Lonely in crowds, lonely everywhere I go. After so many years of trying to find companionship, it no longer seems possible. I have tried dating sites, one-on-one matchmaking, going to every event possible, Meetup-com, even looking here at work. No one replies to my messages, no one understands me, no one would really want to. Life without love is meaningless. It no longer holds anything for me.
@Offmytrack
*hugs*
@Brooke91 Thank you. You are appreciated.
Loneliness is horrible. My teacher said that high school may be okay because if I choose subjects that I like
people alike me are going to be in my class! Hoping for the best
@KindBean2002
Hello! Try to find people who will understand you, people who you can lean on during life fiery trials.
I always seem to feel more lonely when family assume they understand how I feel. They truely believe what they say is helpful "snap out of it" or "you just need to get on with it" I know it comes from a mixture of love and frustration but I just feel more isolated and broken.
@decisiveTortoise1201 I know what you mean. Sometimes I do it to myself. I say to myself that depression can't be real because it doesn't make sense but refusing how I feel just makes it worse
@Beginagain31 exactly it can be hard when dealing with your own frustrations and wishing you didn't feel the way you do. But acceptance can be powerful step to recovery it becomes so much harder when my own thoughts reflect that of what my family feel like. To the point I loathe myself. But I take a little comfort and sometimes feel a little less lonely when there are forums like this.
The sun comes up and the sun goes down and all the while I am alone hating my existence. Life has got to get better through my loneliness. Everything is supposed to be temporary however 3 years straight hardly seems temporary.
@bgdave
from 13 to 45 I was locked up off and on in "looney" bins but know I am 50 and am on the right meds. It just takes what it takes. What I needed as a teen wasn't even invented yet. I just found ways to cope.
How do I join this thread? Lol
@katherine0819 Hi, You joined by posting here. You will recieve notification now whenever someone posts in the thread
I always feel lonely since I was 9 years old, I've always felt lonely and I keep asking questions to myself like "Am I not good enough to be someone?" or "Am I too ugly and too much of a failure to be with someone to love me?". I cry a little bit every day before I go to sleep and say "I'm not good enough for this world." and the days go by and still nothing has changed.

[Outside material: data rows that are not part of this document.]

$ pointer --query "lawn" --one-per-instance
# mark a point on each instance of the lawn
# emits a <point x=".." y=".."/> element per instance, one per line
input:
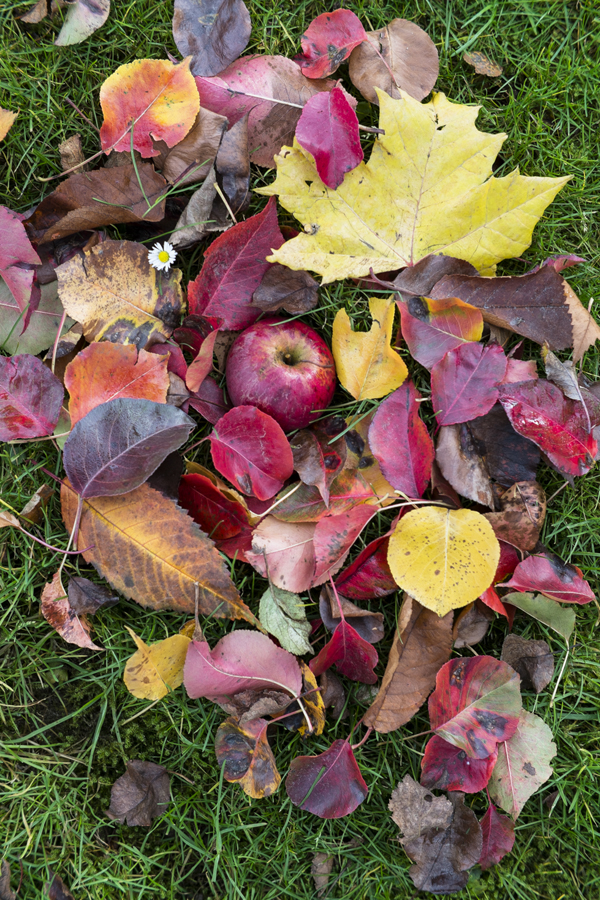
<point x="67" y="723"/>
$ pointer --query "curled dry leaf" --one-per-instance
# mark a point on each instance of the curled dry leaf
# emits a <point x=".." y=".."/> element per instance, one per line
<point x="523" y="764"/>
<point x="213" y="32"/>
<point x="153" y="671"/>
<point x="422" y="644"/>
<point x="150" y="551"/>
<point x="140" y="795"/>
<point x="246" y="757"/>
<point x="399" y="57"/>
<point x="104" y="371"/>
<point x="355" y="229"/>
<point x="153" y="99"/>
<point x="57" y="611"/>
<point x="365" y="363"/>
<point x="114" y="292"/>
<point x="533" y="660"/>
<point x="476" y="704"/>
<point x="30" y="398"/>
<point x="443" y="558"/>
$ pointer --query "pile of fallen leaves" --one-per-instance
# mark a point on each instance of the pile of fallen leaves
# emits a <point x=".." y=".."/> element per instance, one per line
<point x="128" y="364"/>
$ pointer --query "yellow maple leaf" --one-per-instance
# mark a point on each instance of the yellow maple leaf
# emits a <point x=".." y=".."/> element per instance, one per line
<point x="444" y="558"/>
<point x="365" y="363"/>
<point x="427" y="188"/>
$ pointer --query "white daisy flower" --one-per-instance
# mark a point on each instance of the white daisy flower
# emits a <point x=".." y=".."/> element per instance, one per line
<point x="162" y="256"/>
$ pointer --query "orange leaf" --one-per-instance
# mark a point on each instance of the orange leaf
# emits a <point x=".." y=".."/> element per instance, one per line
<point x="157" y="98"/>
<point x="150" y="551"/>
<point x="105" y="371"/>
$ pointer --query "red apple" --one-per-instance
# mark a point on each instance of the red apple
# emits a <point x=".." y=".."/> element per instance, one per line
<point x="284" y="368"/>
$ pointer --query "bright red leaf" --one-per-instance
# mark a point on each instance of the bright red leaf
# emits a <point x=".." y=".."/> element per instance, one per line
<point x="476" y="704"/>
<point x="353" y="657"/>
<point x="369" y="575"/>
<point x="433" y="327"/>
<point x="464" y="384"/>
<point x="329" y="785"/>
<point x="498" y="837"/>
<point x="233" y="268"/>
<point x="540" y="411"/>
<point x="328" y="41"/>
<point x="448" y="768"/>
<point x="400" y="442"/>
<point x="546" y="573"/>
<point x="250" y="449"/>
<point x="30" y="398"/>
<point x="240" y="661"/>
<point x="328" y="129"/>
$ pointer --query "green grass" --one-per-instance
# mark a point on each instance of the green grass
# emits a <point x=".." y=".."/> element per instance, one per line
<point x="68" y="725"/>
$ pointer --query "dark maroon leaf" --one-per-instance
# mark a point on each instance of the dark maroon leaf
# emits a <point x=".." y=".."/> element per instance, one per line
<point x="498" y="837"/>
<point x="547" y="573"/>
<point x="400" y="442"/>
<point x="352" y="656"/>
<point x="86" y="598"/>
<point x="464" y="384"/>
<point x="283" y="288"/>
<point x="140" y="795"/>
<point x="369" y="575"/>
<point x="328" y="41"/>
<point x="443" y="858"/>
<point x="328" y="130"/>
<point x="533" y="660"/>
<point x="448" y="768"/>
<point x="233" y="268"/>
<point x="250" y="449"/>
<point x="213" y="32"/>
<point x="119" y="444"/>
<point x="329" y="785"/>
<point x="367" y="624"/>
<point x="539" y="411"/>
<point x="30" y="398"/>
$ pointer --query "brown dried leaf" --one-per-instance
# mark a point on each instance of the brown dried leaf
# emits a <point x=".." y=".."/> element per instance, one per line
<point x="533" y="660"/>
<point x="151" y="551"/>
<point x="140" y="795"/>
<point x="422" y="644"/>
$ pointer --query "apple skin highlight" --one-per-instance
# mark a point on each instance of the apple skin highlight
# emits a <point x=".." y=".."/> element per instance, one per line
<point x="284" y="369"/>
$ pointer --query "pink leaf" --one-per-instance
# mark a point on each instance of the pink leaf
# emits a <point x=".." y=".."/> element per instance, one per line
<point x="30" y="398"/>
<point x="250" y="449"/>
<point x="539" y="411"/>
<point x="353" y="657"/>
<point x="233" y="268"/>
<point x="498" y="837"/>
<point x="328" y="129"/>
<point x="328" y="41"/>
<point x="448" y="768"/>
<point x="400" y="442"/>
<point x="329" y="785"/>
<point x="240" y="661"/>
<point x="547" y="573"/>
<point x="464" y="384"/>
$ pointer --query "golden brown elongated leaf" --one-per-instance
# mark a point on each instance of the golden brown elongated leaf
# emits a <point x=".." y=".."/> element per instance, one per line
<point x="149" y="550"/>
<point x="422" y="644"/>
<point x="365" y="363"/>
<point x="444" y="558"/>
<point x="155" y="670"/>
<point x="437" y="167"/>
<point x="114" y="292"/>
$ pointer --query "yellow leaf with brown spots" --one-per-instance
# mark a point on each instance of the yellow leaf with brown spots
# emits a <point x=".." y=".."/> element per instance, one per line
<point x="116" y="295"/>
<point x="156" y="669"/>
<point x="444" y="558"/>
<point x="365" y="363"/>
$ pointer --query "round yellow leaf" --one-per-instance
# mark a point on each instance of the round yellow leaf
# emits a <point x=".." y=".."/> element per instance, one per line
<point x="443" y="558"/>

Another lonely Mothers Day there are no women in my life to celebrate Mom and Grandmother have passed. The loneliness is amplified today if you will. I pray for intimacy but it still remains elusive and the sun comes up and then goes down. Life sucks.....
@bgdave
Well, for me it'll be an empty father and grandfather day as it has been since they died when I was 11. But in fact when I realize all they passed down to me in that short amount of time, I can't honestly say I am alone. A part of them lives in me and I treasure it.